The filly, already named Lime On Gin, is out of Eminence Rouge, a Youmzain half-sister to Gin On Lime, who has only once been out of the first two over fences for Henry de Bromhead. A winner over jumps at four, the AQPS mare was bought for just €14,000 by Eric Lemaitre at Arqana's July 2019 Sale and this is her first foal.
Maxios has the X factor
Ashwood Stud sold a Maxios colt who, like Lime On Gin, is related to another to carry the Robcour silks to victory over fences. The half-brother to Grade 2 winner Impact Factor, who made a winning comeback after 576 days off in the Easyfix Equine Handicap Chase at Fairyhouse's Winter Festival, was knocked down to Adrian Costello of Park Farm for €58,000.
"He is just a very good foal," Costello stated. "He is a good individual and has the walk to go with it. The mare was decent and has already produced a very smart horse in Impact Factor, so it all added up, and we will look forward to bringing him back as a three-year-old."
Decent is perhaps a slightly understated way of describing the racing career of their dam Hello Kitty. The daughter of Houmayoun was a winner over hurdles and fences, and placed in a trio of Grade 3 contests for her owner and breeder William Murphy, who also bred this colt and Impact Factor.
The December National Hunt sale has grown in strength over the last few years and that was reflected in an enlarged catalogue which has seen the sale expanded to three days for the first time.
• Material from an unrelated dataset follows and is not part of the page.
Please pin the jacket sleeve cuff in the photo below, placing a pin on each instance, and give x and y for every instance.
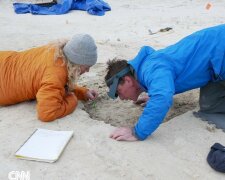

Tuesday's first session saw 226 lots go under the hammer, with 135 of them sold, which stacks up to a clearance rate of 60 per cent. The aggregate of €1,928,000 was down by 20 per cent on day one of the 2020 sale, but the average dipped only slightly, down three points to €14,281 from €14,706. The median remained unchanged at €10,000.
The sale continues at 10am on Wednesday.